India is beefing up its maritime patrol and anti-submarine warfare capabilities with an order for four Boeing Co.-made P-8I aircraft.
The order is the latest evidence of booming defense ties between India and the U.S. The South Asian nation’s arms imports from the U.S. in the five years through 2015 were 11 times the amount in the previous five years, according to the Stockholm International Peace Research Institute.
India imported 14% of its weapons from the U.S. in the same period, although its longstanding supplier Russia continued to dominate its defense market with a 70% share, according to the think tank.
India spent how much?
India will pay about $1 billion for the four P-8I planes. That is about half the amount the country spent in 2009 for eight of the aircraft. That order had an option for India to acquire four more jets at the 2009 price, something it is exercising now.
What can the planes do?
The P-8I—a military variant of Boeing 737-800 commercial jetliner—is fitted with state-of-the-art sensors and radars for maritime surveillance and reconnaissance, and to snoop on submarines. It can also be fitted with the Harpoon all-weather anti-ship missiles made by Boeing.

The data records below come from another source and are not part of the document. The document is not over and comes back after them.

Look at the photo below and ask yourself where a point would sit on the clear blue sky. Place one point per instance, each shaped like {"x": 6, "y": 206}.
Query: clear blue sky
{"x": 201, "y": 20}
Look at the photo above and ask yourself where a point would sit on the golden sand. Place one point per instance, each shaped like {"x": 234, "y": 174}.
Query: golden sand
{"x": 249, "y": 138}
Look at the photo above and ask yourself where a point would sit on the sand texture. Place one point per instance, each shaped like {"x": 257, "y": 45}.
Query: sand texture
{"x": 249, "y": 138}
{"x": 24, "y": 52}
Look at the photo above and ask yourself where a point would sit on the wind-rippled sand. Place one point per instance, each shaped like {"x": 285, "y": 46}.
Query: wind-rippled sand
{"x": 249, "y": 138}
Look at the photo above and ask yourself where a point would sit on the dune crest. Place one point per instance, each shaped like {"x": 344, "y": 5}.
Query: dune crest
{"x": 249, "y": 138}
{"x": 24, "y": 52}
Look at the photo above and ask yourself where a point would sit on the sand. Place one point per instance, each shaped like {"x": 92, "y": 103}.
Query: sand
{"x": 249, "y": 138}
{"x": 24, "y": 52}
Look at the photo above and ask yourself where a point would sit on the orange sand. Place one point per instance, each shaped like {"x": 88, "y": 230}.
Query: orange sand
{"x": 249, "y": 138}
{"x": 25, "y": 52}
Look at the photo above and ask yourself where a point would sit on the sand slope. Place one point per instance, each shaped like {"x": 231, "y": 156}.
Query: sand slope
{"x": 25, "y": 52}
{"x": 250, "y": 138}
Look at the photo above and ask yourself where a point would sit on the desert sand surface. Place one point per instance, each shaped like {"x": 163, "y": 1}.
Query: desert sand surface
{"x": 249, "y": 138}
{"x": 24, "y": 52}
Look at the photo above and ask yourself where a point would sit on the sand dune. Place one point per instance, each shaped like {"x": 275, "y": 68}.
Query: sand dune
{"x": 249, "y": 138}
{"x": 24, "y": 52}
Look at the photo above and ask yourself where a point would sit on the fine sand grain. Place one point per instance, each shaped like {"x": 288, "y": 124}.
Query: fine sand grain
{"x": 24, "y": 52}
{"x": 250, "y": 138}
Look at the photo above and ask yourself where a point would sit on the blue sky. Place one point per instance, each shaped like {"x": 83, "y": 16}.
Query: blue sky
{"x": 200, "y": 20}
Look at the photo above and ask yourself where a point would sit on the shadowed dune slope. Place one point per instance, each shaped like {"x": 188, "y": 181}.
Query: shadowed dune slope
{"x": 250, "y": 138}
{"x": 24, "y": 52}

The aircraft–a variant of the U.S. navy’s P-8A Poseidon plane–can also be used for anti-piracy and other intelligence operations. It was deployed in 2014 when India joined the multinational search for the missing Malaysia Airlines Flight 370. It is currently being used in the search for an Indian air force AN-32 aircraft that went missing on Friday over the Bay of Bengal.

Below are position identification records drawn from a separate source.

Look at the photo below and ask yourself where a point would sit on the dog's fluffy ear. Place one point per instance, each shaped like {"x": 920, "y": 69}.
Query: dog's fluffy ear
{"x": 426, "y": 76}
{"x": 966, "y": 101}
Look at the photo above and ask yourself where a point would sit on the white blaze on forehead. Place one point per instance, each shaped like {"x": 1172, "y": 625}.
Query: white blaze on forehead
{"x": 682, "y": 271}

Why does India want the jets?
The latest acquisition of the P-8I is a milestone in India’s strategy to replace its aging equipment, much of which was bought from Russia during the Soviet era. The twin-engine jet has a range of about 2,222 kilometers, or more than 1,200 nautical miles, which allows the Indian navy to monitor the country’s vast coastline.

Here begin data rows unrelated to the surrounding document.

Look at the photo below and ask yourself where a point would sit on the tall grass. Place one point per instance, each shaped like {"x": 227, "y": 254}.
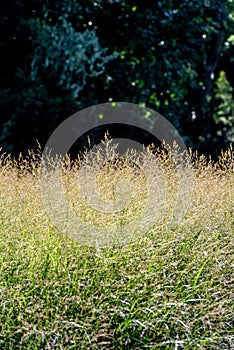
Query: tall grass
{"x": 171, "y": 288}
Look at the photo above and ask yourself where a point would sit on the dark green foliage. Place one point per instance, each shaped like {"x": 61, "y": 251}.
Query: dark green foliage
{"x": 60, "y": 57}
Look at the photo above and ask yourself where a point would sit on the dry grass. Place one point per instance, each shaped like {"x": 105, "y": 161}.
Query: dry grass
{"x": 168, "y": 288}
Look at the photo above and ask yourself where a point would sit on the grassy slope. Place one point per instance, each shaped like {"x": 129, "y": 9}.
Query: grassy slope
{"x": 170, "y": 289}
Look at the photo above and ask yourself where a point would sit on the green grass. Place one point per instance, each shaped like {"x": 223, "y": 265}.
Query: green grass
{"x": 171, "y": 288}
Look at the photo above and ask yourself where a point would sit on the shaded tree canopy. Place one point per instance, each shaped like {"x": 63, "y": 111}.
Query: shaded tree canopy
{"x": 58, "y": 57}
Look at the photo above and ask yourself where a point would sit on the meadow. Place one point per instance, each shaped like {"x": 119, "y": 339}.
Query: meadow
{"x": 171, "y": 287}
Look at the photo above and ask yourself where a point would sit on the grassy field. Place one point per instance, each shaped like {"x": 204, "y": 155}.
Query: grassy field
{"x": 171, "y": 288}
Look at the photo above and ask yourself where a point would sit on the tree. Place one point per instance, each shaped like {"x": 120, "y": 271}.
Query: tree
{"x": 167, "y": 55}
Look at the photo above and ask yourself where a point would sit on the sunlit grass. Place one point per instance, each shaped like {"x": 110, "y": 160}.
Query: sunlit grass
{"x": 171, "y": 288}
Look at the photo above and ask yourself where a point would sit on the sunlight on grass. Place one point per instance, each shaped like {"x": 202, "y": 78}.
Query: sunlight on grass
{"x": 172, "y": 288}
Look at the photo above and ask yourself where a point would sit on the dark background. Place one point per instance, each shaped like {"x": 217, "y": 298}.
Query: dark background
{"x": 58, "y": 57}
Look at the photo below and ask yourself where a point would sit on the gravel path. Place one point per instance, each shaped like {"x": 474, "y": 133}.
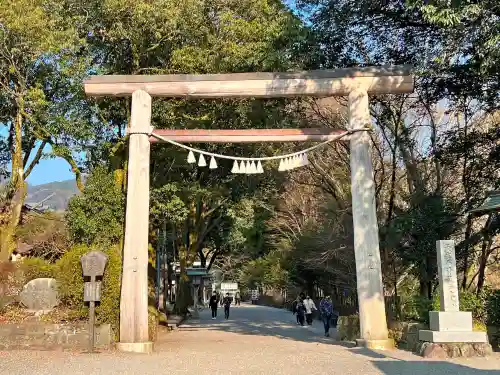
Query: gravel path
{"x": 255, "y": 340}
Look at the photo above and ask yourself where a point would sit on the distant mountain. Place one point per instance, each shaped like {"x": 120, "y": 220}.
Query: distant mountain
{"x": 57, "y": 194}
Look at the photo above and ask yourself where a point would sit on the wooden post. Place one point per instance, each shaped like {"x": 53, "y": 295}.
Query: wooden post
{"x": 372, "y": 318}
{"x": 134, "y": 335}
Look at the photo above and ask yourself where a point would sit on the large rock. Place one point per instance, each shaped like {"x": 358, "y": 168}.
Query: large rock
{"x": 40, "y": 294}
{"x": 348, "y": 328}
{"x": 453, "y": 350}
{"x": 434, "y": 351}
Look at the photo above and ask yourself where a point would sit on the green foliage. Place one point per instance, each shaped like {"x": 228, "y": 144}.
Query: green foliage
{"x": 417, "y": 309}
{"x": 34, "y": 268}
{"x": 468, "y": 302}
{"x": 493, "y": 307}
{"x": 97, "y": 215}
{"x": 68, "y": 273}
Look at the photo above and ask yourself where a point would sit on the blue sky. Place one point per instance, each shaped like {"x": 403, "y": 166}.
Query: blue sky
{"x": 48, "y": 170}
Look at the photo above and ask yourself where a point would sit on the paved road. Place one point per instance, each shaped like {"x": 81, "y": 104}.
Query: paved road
{"x": 255, "y": 340}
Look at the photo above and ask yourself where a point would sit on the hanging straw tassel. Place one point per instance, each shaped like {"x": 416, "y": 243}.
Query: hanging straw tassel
{"x": 253, "y": 168}
{"x": 201, "y": 161}
{"x": 287, "y": 164}
{"x": 243, "y": 168}
{"x": 236, "y": 168}
{"x": 213, "y": 163}
{"x": 259, "y": 167}
{"x": 305, "y": 161}
{"x": 191, "y": 158}
{"x": 281, "y": 167}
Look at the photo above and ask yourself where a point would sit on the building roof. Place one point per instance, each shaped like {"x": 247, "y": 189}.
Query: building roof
{"x": 490, "y": 204}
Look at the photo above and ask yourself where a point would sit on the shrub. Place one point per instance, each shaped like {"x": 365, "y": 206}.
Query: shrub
{"x": 417, "y": 309}
{"x": 96, "y": 216}
{"x": 68, "y": 273}
{"x": 34, "y": 268}
{"x": 11, "y": 283}
{"x": 492, "y": 305}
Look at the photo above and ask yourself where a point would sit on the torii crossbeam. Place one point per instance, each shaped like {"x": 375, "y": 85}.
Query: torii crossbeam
{"x": 356, "y": 83}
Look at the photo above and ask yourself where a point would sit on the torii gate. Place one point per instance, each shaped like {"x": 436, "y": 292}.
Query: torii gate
{"x": 356, "y": 83}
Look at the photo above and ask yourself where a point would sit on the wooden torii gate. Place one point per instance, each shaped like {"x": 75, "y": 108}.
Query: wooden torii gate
{"x": 356, "y": 83}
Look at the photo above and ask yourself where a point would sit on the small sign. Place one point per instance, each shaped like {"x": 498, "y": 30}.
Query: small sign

Has this got anything to do with China?
India’s expansion of the P-8I fleet comes as China increases its naval presence in the Indian Ocean, alarming New Delhi.
In recent years, China has been improving its submarine power with a nuclear-powered sub travelling all the way to the Persian Gulf via Sri Lanka. China and India are also locked in a long-running land-border dispute.
The new planes will bolster India’s capabilities to keep an eye on movement on Chinese warships and submarines in the region.
What else is on the shopping list?
India’s government, led by Prime Minister Narendra Modi, has promised to upgrade the country’s military capabilities. But a long-delayed deal to buy 36 Rafale fighter jets from Dassault Aviation S.A. of France is still being negotiated–more than a year after it was announced.
India also has plans to buy howitzers, warships, submarines, as well as to acquire fighter jets.